Assessing the acceptability of human-robot co-presence on assembly lines: A comparison between actual situations and their virtual reality counterparts

This paper focuses on the acceptability of human-robot collaboration in industrial environments. A use case was designed in which an operator and a robot had to work side-by-side on automotive assembly lines, with different levels of co-presence. This use case was implemented both in a physical and in a virtual situation using virtual reality. A user study was conducted with operators from the automotive industry. The operators were asked to assess the acceptability to work side-by-side with the robot through questionnaires, and physiological measures (heart rate and skin conductance) were taken during the user study. The results showed that working close to the robot imposed more constraints on the operators and required them to adapt to the robot. Moreover, an increase in skin conductance level was observed after working close to the robot. Although no significant difference was found in the questionnaires results between the physical and virtual situations, the increase in physiological measures was significant only in the physical situation. This suggests that virtual reality may be a good tool to assess the acceptability of human-robot collaboration and draw preliminary results through questionnaires, but that physical experiments are still necessary to a complete study, especially when dealing with physiological measures.
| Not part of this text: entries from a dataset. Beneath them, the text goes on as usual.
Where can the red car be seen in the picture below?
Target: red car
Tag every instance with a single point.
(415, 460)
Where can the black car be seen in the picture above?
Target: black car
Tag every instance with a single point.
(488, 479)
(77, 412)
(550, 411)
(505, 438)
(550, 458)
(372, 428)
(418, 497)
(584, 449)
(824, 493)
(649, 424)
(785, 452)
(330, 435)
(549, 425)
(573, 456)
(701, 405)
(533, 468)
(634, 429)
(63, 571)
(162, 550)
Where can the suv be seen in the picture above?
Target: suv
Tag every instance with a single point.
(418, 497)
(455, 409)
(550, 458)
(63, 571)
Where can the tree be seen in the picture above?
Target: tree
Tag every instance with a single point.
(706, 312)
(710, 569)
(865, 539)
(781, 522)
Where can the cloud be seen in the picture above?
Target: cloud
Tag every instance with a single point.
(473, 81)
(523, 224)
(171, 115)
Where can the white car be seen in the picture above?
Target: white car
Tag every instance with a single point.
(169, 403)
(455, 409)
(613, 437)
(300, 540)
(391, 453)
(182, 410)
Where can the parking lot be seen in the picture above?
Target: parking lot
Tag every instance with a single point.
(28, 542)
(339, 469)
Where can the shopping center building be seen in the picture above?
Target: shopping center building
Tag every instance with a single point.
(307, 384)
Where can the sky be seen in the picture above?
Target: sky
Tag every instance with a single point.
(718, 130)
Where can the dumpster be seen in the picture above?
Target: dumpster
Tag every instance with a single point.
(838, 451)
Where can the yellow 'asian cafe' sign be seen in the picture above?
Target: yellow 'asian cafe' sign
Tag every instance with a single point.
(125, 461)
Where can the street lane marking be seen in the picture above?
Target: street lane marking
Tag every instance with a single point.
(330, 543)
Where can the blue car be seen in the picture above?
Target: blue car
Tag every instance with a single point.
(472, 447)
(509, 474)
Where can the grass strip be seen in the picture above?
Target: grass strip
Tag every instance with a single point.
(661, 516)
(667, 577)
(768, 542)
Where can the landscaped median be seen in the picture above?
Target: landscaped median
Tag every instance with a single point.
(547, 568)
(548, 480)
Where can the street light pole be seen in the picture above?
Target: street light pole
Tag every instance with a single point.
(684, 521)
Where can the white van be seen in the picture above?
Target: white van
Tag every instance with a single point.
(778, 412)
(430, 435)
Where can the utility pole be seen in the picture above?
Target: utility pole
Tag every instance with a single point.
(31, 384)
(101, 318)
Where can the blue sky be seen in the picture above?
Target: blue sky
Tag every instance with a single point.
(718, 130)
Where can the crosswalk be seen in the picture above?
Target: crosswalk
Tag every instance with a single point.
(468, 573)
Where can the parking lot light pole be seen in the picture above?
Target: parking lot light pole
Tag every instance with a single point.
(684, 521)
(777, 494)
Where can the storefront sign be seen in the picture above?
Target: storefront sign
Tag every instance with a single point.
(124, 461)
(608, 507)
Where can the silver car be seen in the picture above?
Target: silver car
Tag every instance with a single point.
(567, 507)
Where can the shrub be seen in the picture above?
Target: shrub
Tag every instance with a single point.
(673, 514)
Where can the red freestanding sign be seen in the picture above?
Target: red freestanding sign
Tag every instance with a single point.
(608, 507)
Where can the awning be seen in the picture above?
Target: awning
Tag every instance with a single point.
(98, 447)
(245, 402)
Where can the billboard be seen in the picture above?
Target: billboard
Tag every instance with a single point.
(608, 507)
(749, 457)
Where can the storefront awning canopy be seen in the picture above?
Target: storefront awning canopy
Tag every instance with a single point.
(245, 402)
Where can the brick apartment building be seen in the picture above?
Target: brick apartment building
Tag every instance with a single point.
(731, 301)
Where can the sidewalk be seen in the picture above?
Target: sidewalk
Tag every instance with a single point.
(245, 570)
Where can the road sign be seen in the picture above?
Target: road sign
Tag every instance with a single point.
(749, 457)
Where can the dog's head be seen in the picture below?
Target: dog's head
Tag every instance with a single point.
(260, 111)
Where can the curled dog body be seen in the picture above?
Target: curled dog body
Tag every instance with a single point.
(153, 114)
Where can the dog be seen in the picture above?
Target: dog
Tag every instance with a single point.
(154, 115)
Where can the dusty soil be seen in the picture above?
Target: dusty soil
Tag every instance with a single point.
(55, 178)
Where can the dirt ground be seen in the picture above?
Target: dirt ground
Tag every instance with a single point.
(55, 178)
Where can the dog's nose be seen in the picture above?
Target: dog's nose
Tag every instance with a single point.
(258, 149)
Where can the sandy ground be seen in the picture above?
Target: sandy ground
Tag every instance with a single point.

User-defined gestural interaction: A study on gesture memorization

In this paper we study the memorization of user created gestures for 3DUI. Wide public applications mostly use standardized gestures for interactions with simple contents. This work is motivated by two application cases for which a standardized approach is not possible and thus user specific or dedicated interfaces are needed. The first one is applications for people with limited sensory-motor abilities for whom generic interaction methods may not be adapted. The second one is creative arts applications, for which gesture freedom is part of the creative process. In this work, users are asked to create gestures for a set of tasks, in a specific phase, prior to using the system. We propose a user study to explore the question of gesture memorization. Gestures are recorded and recognized with a Hidden Markov Model. Results show that it seems difficult to recall more than two abstract gestures. Affordances strongly improve memorization whereas the use of colocalization has no significant effect.

Enhancement of stereoscopic comfort by fast control of frequency content with wavelet transform

As the scope of virtual reality applications including stereoscopic imaging becomes wider, it is quite clear that not every designer of a VR application thinks of its constraints in order to make a correct use of stereo. Stereoscopic imagery though not required can be a useful tool for depth perception. It is possible to limit the depth of field as shown by Perrin who has also undertaken research on the link between the ability of fusing stereoscopic images (stereopsis) and local disparity and spatial frequency content. We will show how we can extend and enhance this work especially on the computational complexity point of view. The wavelet theory allows us to define a local spatial frequency and then a local measure of stereoscopic comfort. This measure is based on local spatial frequency and disparity as well as on the observations made by Woepking. Local comfort estimation allows us to propose several filtering methods to enhance this comfort. The idea to modify the images such as they check a “stereoscopic comfort condition” defined as a threshold for the stereoscopic comfort condition. More technically, we seek to limit high spatial frequency content when disparity is high thanks to the use of fast algorithms.